Iniziando subito con una narrazione mista a brani come nella più classica tradizione dei musical, in cui tutti i protagonisti cantano i propri pensieri, il film è diviso principalmente in due parti, con una prima in cui vengono descritti i personaggi e le loro personalità e una seconda più avventurosa che porta la storia fuori dall'aula scolastica. Con alcune battute spesso più indirizzate ad un pubblico adulto, tipiche dell'umorismo di Sandler, alcune scene più mimiche con il protagonista alle prese con la tecnologia di casa, e delle chicche come la rappresentazione dei bambini dell'asilo o della vita degli animali selvatici, il film alterna sapientemente i toni cercando di sdrammatizzare degli argomenti anche importanti: quelle paure o drammi che i giovani comprimari affrontano durante la crescita. A dare loro un paracadute è il protagonista, con la sua lunga esperienza maturata proprio nel veder passare davanti al vetro della su teca un grande numero di ragazzini con gli stessi problemi.

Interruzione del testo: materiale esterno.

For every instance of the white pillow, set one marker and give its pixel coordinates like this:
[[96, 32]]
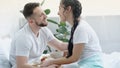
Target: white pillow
[[111, 60]]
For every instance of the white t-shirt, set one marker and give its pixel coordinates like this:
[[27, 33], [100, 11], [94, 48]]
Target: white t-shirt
[[25, 43], [85, 34]]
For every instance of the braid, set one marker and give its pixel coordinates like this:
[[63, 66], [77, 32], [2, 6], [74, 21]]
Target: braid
[[77, 10]]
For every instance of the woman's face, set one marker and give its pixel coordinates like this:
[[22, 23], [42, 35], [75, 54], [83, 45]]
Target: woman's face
[[62, 13]]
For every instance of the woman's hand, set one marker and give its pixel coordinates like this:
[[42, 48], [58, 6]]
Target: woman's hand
[[46, 63], [65, 53]]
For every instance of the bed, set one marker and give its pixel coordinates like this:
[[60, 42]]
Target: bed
[[111, 60]]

Le animazioni del lungometraggio sono prodotte dagli studios australiani di Animal Logic, da poco acquistati proprio da Netflix, con la saggia produzione di Mireille Soria, veterana con oltre un ventennio di lungometraggi d'animazione alle spalle (presso DreamWorks Animation, da Spirit alla saga di Madagascar). Lo stile adottato è molto semplice, con un design dalle linee morbide, rotonde, ma non deformate e con gli animali non antropomorfizzati. Un buon compromesso tra qualità e budget che non mostra sperimentazione alcuna, non potendo contare sugli incassi dei botteghini che, di solito, lasciano osare qualcosa in più portando budget più alti.

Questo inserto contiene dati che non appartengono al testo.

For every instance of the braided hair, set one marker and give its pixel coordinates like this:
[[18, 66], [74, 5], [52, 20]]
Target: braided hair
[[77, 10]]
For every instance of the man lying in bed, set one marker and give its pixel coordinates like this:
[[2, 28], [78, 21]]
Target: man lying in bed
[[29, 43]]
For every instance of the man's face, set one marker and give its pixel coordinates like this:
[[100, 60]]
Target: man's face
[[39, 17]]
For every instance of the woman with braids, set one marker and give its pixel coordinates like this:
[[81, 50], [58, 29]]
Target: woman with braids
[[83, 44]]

Diretto ad un'ampia platea di pubblico, dai più giovani agli adulti, il film si lascia guardare piacevolmente e diverte con le sue chicche disseminate qua e la, insieme a qualche omaggio come quello al kaiju per eccellenza: Godzilla. Le parti cantate allietano un po quei momenti più descrittivi che avrebbero abbassato il ritmo, ma la loro quantità alla fine potrebbe risultare eccessiva.